Constipation in Women

Tori Hudson, ND

For women and the elderly, constipation may be significant enough to cause them to seek medical attention. It is one of the most common gastrointestinal complaints and it has been estimated that at least 4.5 million people, two thirds of them women, suffer from constipation that is frequent and problematic enough to require medical attention.

Because of the higher incidence in women, health care practitioners who specialize in women's health play a key role in evaluation and management of constipation. Although a seemingly simple problem, individuals with chronic constipation, new onset of constipation, or severe constipation can have a wide array of possible causes that require evaluation, diagnosis, management, and, at times, referral. To add to the potential complexity, a specific etiology is not found in at least half the cases. 
Due to the prevalence of constipation in women and in the aging individual, clinicians need to understand the physiology, evaluation, and array of therapeutic approaches to be able to properly address this condition in our clinical practice.



The first line of information is the patient’s subjective perceptions. There are some objective criteria that are helpful and needed in order to define constipation as a clinical entity. Currently, there is a standard of two or more of the following symptoms that an individual experiences for 3 or more months without the use of laxatives:


  • straining with defecation more than 25% of the time
  • lumpy or hard stools more than 25% of the time
  • incomplete elimination more than 25% of the time
  • two or less bowel movements per week


All studies are seemingly in agreement that significantly more women than men report constipation and that the prevalence increases with age.1 Constipation was three times more common in women and, after age 65, it was 8% in women and 4% in men. In 1990, the first National Health and Nutrition Examination Survey reported a higher incidence of 12.8% in the general population with the ratio of women to men being more than 2 to 1 (18.2% vs 7%).2 For men and women over 60, it affected 25.3%. Pregnant women frequently have problems with constipation with as many as 38% suffering from it with majority of problems occurring in the third trimester and persisting for several months. Pregnancy and vaginal delivery may also have long lasting adverse effects on bowel function by weakening the pelvic floor muscles.

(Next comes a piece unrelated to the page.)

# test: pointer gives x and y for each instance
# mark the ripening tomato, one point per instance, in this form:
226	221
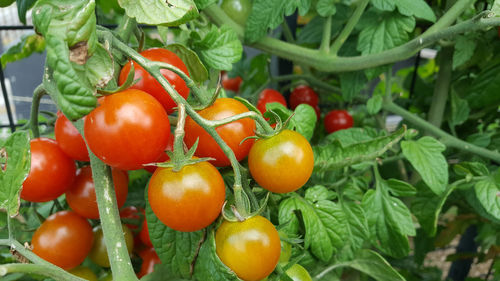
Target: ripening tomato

Most cases of constipation result from no identifiable specific cause (idiopathic). This is described as primary constipation and is divided into two types- delayed transit time and outlet obstruction associated with some kind of anorectal dysfunction. Typical symptoms reported by the patient are pain or straining during defecation. Secondary constipation is due to dietary problems, lack of exercise, lack of enough water intake, laxative abuse, medications, surgeries, or other causes. Most of the cases of constipation are idiopathic and do not involve serious disorders.



In a medical interview and history, it is important for the clinician to gain clear information about bowel frequency, stool consistency and size, presence of blood or mucus, straining, pain, bloating, diet, exercise, medication, supplements, laxatives or enemas, recent life stressors, and a good review of systems in order to recognize indications of other more systemic problems. Physical examination will involve recognizing clues to metabolic and endocrine disorders, digital rectal examination, abdominal and pelvic exam, and neurological exam.

Laboratory tests may include a complete blood count, serum electrolytes and glucose, serum calcium, and thyroid stimulating hormone. More specialized tests need to be done in cases where there is a suspicion of a something more serious. These tests may include occult stool, sigmoidoscopy or colonoscopy, abdominal X-ray, barium studies, transit time studies, anorectal function studies, and other more specialized tests to rule out the numerous disorders that may be an underlying cause.


Therapeutic Approach

Most clinicians would agree that the high incidence of constipation in the US correlates with low fiber diets, low fluid intake, and being sedentary. Whether or not this will solve their constipation, it is fundamental to start here when there is no evidence of something more serious.

For more information on a therapeutic approach to constipation download our resource guide.



Because constipation affects women more than men, it especially concerns those delivering primary health care to women. Most women will only need reassurance, education, and basic advice. Others will need further evaluation and/or more sophisticated treatment interventions, whether exclusively natural methods, conventional methods, or an integration of both. The goals are to assure that they do not have a significant underlying cause, provide relief, improve general health, provide prevention strategies for the future, and to accomplish these things with minimal side effects.

1. Sonnenberg A et al. Dis Colon Rectum. 1989;32:1-8.
2. Sandler R et al. Am J Public Health. 1990;80:185-9.